Iran, Ägypten, Saudi-Arabien und Syrien

Nach China und dem Iran folgen als Länder mit den meisten Vollstreckungen der Todesstrafe Ägypten (83 bekannte Fälle), Saudi-Arabien (65) und Syrien (24). In Saudi-Arabien seien dabei die Hinrichtung im Vergleich zum Vorjahr um 140 Prozent angestiegen - in einem Trend, der sich in diesem Jahr bereits fortgesetzt habe mit 81 Exekutionen an einem einzigen Tag im März.

Belarus, Japan und die Vereinigten Arabischen Emirate nahmen dem Bericht zufolge nach Unterbrechungen im Vorjahr wieder Hinrichtungen auf. Im Gegensatz zu 2020 dokumentierte Amnesty International in Indien, Katar und Taiwan 2021 keine Exekutionen.

Corona hatte Strafverfahren verzögert

Nach dem Ende von Verzögerungen und Einschränkungen bei Strafverfahren wegen Corona seien 2021 mindestens 2.052 neue Todesurteile in 56 Ländern verhängt worden, heißt es in dem Bericht. 2020 waren es demnach 1.477 in 54 Ländern. Einige Staaten hätten verstärkt auf die Todesstrafe als Mittel der Repression zurückgegriffen, wie etwa Myanmar. Zum Jahresende hätten sich weltweit mindestens 28.670 Personen im Todestrakt befunden.

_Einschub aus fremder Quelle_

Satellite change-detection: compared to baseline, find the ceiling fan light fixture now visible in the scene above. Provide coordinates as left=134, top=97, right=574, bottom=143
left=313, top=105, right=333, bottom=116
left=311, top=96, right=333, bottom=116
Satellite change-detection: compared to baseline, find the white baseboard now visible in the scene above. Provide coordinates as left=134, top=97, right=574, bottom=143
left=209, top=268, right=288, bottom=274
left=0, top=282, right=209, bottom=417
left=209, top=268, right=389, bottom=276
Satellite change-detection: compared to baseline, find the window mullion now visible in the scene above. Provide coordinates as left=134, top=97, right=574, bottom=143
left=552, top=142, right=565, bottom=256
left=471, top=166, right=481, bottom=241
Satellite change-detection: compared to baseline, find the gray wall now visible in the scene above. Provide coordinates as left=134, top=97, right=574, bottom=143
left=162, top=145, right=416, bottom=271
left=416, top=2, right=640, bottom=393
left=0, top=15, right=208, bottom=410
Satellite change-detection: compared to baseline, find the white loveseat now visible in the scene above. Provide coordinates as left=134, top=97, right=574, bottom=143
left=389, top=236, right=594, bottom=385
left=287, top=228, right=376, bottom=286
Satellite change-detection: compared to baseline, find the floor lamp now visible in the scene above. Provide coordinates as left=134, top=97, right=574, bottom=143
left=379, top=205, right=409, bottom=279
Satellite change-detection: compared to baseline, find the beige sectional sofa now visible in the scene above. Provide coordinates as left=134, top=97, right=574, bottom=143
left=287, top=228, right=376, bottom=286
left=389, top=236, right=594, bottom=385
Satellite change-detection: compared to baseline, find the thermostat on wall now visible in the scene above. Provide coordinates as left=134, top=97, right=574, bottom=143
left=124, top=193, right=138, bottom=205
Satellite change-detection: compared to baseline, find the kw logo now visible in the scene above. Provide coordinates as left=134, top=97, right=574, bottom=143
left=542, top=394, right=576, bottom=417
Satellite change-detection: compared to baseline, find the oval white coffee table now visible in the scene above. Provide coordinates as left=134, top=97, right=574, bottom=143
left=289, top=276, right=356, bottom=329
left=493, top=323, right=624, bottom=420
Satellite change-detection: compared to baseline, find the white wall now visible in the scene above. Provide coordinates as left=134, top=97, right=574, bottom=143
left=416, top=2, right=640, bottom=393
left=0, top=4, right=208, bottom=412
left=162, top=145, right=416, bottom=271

Trotz aller alarmierender Entwicklungen gebe es aber auch positive Signale bei der Abkehr von der Todesstrafe. So hätten im vergangenen Jahr Sierra Leone, Kasachstan oder Papua-Neuguinea die Abschaffung auf den Weg gebracht, weitere Länder hätten den Prozess eingeleitet.

Ende 2021 war laut Amnesty in 144 Ländern die Todesstrafe im Gesetz oder in der Praxis außer Vollzug gesetzt.